Karen An-hwei Lee (“Letter from Orange Country,” Issue 4) has a new chapbook, What the Sea Earns for a Living forthcoming from Quaci Press in December 2014. She has also produced a new poetry-video, which makes its debut here.

 

FIRE ON ANGEL ISLAND 
for the Chinese immigrants detained on Angel Island

Waiting for a word on our incarceration,
we carve the cells, first brushing our grief,
then bleeding our injury with knives.

When white officials plaster over the words,
we carve the flesh of our walls again, then leave
their weathering to time exposed to the bone.

Mailing a letter is out of the question
with surveillance.

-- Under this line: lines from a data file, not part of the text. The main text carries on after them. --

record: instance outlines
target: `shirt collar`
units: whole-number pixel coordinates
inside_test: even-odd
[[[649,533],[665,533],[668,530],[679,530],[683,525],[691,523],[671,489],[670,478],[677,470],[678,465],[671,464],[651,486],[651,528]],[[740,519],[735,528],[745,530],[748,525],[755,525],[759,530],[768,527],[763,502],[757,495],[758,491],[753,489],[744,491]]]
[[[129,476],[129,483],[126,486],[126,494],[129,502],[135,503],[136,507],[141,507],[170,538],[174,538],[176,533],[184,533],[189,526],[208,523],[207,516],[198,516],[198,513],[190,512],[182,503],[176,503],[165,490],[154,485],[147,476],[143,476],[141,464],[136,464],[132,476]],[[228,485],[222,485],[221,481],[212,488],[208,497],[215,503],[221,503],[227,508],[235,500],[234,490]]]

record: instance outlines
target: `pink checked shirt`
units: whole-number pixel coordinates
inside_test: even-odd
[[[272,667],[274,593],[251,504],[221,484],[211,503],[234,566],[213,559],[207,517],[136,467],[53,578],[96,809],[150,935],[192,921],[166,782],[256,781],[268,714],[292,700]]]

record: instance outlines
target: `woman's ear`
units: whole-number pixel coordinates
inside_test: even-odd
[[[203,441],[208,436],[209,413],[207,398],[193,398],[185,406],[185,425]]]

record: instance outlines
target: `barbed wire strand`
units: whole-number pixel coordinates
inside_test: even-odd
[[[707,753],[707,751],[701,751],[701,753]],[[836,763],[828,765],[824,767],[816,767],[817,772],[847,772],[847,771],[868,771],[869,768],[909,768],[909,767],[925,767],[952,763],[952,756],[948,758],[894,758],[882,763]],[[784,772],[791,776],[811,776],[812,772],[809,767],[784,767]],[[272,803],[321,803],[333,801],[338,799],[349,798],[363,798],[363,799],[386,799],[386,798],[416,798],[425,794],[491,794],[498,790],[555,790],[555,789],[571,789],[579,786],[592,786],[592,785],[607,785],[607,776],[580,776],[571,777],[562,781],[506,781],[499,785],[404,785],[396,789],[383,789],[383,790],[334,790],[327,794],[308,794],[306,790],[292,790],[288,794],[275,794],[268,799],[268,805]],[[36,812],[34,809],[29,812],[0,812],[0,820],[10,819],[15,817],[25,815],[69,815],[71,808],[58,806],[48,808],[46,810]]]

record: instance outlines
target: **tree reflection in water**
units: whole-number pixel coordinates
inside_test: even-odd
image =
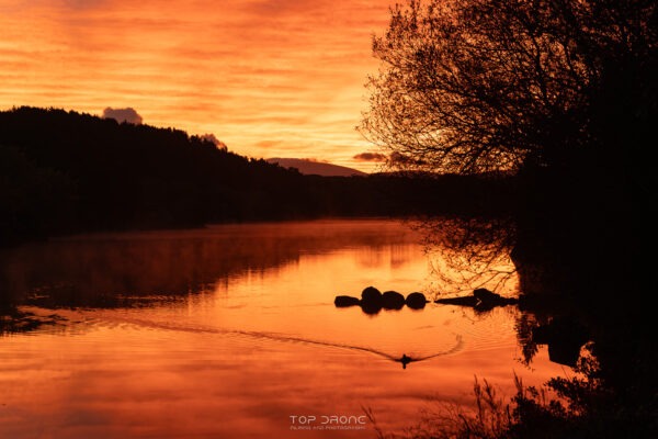
[[[509,292],[517,286],[522,361],[530,365],[538,345],[548,345],[551,360],[570,367],[571,378],[554,378],[542,389],[526,387],[517,379],[518,392],[510,402],[476,380],[474,412],[439,409],[424,416],[411,436],[658,437],[658,358],[645,327],[651,312],[622,299],[631,296],[632,291],[620,290],[631,272],[606,272],[608,264],[601,263],[605,256],[595,248],[578,264],[578,272],[574,255],[568,255],[568,234],[538,235],[525,226],[512,219],[451,217],[421,222],[418,228],[426,232],[428,251],[440,251],[445,261],[435,267],[443,291],[488,286]],[[560,264],[561,255],[568,255],[570,263]]]

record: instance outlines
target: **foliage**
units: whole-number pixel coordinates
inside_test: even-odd
[[[643,0],[411,0],[374,40],[361,130],[400,169],[643,167],[655,24]]]

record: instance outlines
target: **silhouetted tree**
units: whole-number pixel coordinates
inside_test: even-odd
[[[642,167],[656,36],[650,0],[410,0],[374,40],[361,130],[397,169]]]

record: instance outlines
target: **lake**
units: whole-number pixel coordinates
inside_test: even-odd
[[[473,403],[474,378],[514,394],[568,375],[523,361],[515,306],[430,302],[366,314],[374,285],[456,294],[440,249],[397,219],[97,234],[0,255],[0,437],[372,438]],[[510,262],[511,263],[511,262]],[[460,286],[454,279],[453,286]],[[517,295],[513,279],[501,291]],[[27,314],[30,313],[30,314]],[[402,354],[415,361],[402,368]]]

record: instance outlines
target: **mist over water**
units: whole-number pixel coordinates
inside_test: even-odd
[[[511,396],[513,373],[529,383],[564,373],[545,347],[523,363],[515,307],[430,302],[368,315],[333,305],[368,285],[446,293],[441,252],[427,250],[419,232],[392,219],[90,235],[5,250],[4,306],[31,325],[2,326],[1,436],[371,437],[370,421],[354,420],[364,407],[399,430],[429,398],[469,403],[474,375]],[[402,369],[402,354],[423,360]],[[334,415],[352,420],[320,428]]]

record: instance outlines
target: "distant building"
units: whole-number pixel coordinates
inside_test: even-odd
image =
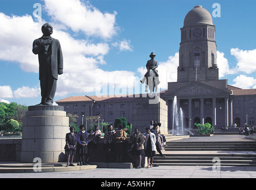
[[[195,123],[210,123],[214,126],[256,125],[256,89],[241,89],[219,80],[217,62],[215,26],[210,13],[196,6],[185,17],[181,28],[177,82],[168,83],[156,104],[147,95],[125,97],[72,96],[57,103],[64,110],[79,117],[100,116],[104,122],[125,116],[134,128],[144,132],[149,121],[162,123],[162,132],[172,129],[174,97],[184,114],[184,126],[195,128]]]
[[[196,6],[181,28],[177,82],[169,83],[164,99],[168,106],[168,128],[172,125],[172,105],[177,96],[185,126],[209,122],[218,128],[255,124],[256,89],[244,90],[219,80],[215,27],[211,14]]]

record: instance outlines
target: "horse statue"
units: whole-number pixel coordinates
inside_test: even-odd
[[[147,91],[147,87],[150,91],[150,95],[155,91],[155,93],[158,91],[158,83],[156,83],[156,74],[152,69],[149,69],[147,72],[147,77],[145,81],[145,92]]]
[[[142,84],[146,83],[145,92],[147,91],[147,87],[149,86],[149,90],[150,91],[150,95],[152,92],[156,94],[158,91],[158,85],[160,81],[159,80],[159,75],[156,68],[158,68],[158,61],[155,60],[156,56],[155,52],[153,51],[149,55],[151,59],[149,60],[146,65],[147,72],[145,74],[144,78],[140,82]]]

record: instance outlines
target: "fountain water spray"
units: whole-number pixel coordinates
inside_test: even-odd
[[[172,105],[172,135],[184,135],[184,116],[181,107],[178,110],[177,105],[177,96],[174,96]],[[175,134],[174,134],[174,131]]]

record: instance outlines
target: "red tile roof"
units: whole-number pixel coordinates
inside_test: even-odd
[[[231,90],[233,92],[233,95],[256,95],[256,89],[240,89]]]
[[[162,96],[165,93],[166,90],[160,92],[160,96]],[[141,94],[131,94],[131,95],[107,95],[101,97],[97,96],[71,96],[66,99],[56,101],[56,103],[68,102],[100,102],[100,101],[122,101],[130,100],[134,99],[135,97],[141,97]]]

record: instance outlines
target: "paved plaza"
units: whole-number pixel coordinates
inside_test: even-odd
[[[214,135],[209,137],[190,137],[178,141],[254,141],[239,135]],[[206,153],[207,151],[204,151]],[[240,153],[241,151],[239,151]],[[239,153],[238,152],[238,153]],[[234,152],[232,152],[234,153]],[[255,152],[246,152],[256,154]],[[1,178],[256,178],[256,167],[251,166],[160,166],[141,169],[92,169],[80,171],[24,173],[0,173]]]

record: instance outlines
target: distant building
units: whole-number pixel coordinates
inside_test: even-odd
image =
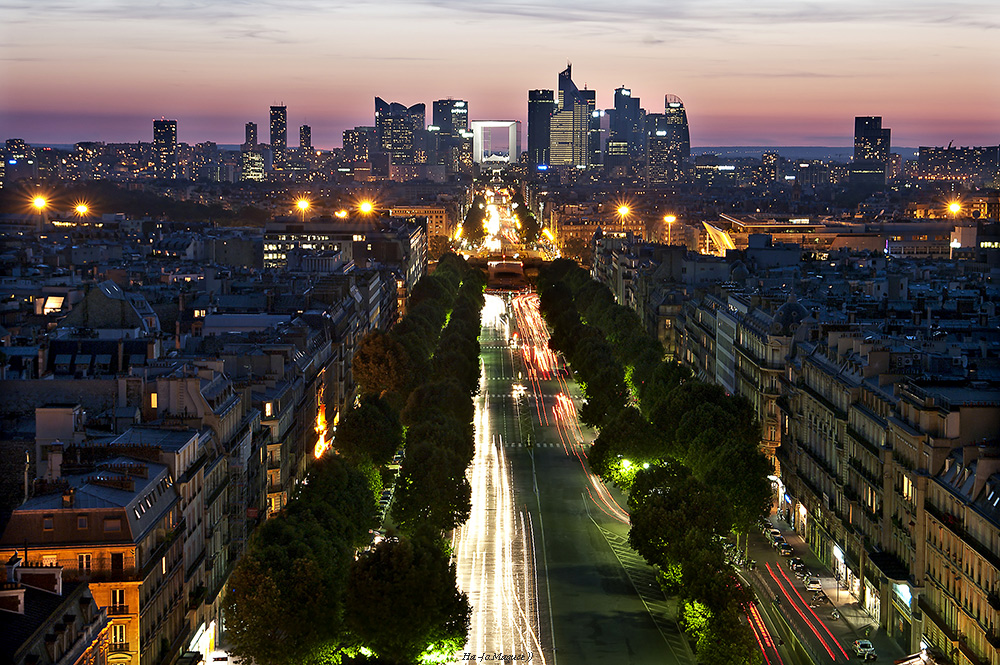
[[[881,116],[859,116],[854,119],[851,184],[885,185],[886,170],[889,167],[889,143],[890,130],[882,127]]]
[[[244,133],[243,150],[253,150],[257,146],[257,123],[248,122],[244,128]]]
[[[415,163],[415,133],[423,131],[425,115],[423,104],[406,107],[375,98],[375,138],[392,164]]]
[[[552,166],[587,166],[591,108],[573,83],[573,69],[559,73],[558,107],[549,129],[549,163]]]
[[[684,103],[667,95],[663,114],[647,116],[646,129],[646,181],[656,185],[683,179],[691,161]]]
[[[285,151],[288,149],[288,107],[271,107],[271,151],[274,161],[282,165],[285,161]]]
[[[158,178],[177,177],[177,121],[153,121],[154,173]]]
[[[645,112],[639,107],[639,98],[633,97],[629,88],[622,86],[615,90],[615,108],[611,113],[604,162],[607,166],[627,167],[633,161],[641,159],[645,143],[644,115]]]
[[[547,166],[550,161],[549,136],[555,113],[552,90],[528,91],[528,163]]]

Besides, who knows
whether it will arrive?

Barred access to freedom, we send hope
to our overseas families in the spirit
of ash to ash. 

One who interprets dreams says, my soul
is no longer incarcerated here. It flies back
to my loved ones who welcome me at the river.

Another says, one day, this prison will catch fire.
Everything will burn. Our misery  
will depart in exile from Gold Mountain,

yet it returns to share with you, reader:
In fact, Angel Island did burn in our lifetime.
The women’s barracks, destroyed by fire.

In light of gold’s irony, I write this
as an offering to their flames, in memory: 
This island is a domain of real angels

and sagebrush, not xenophobia. 
It burns with a vengeance
mixed with the toxic ash of exclusion.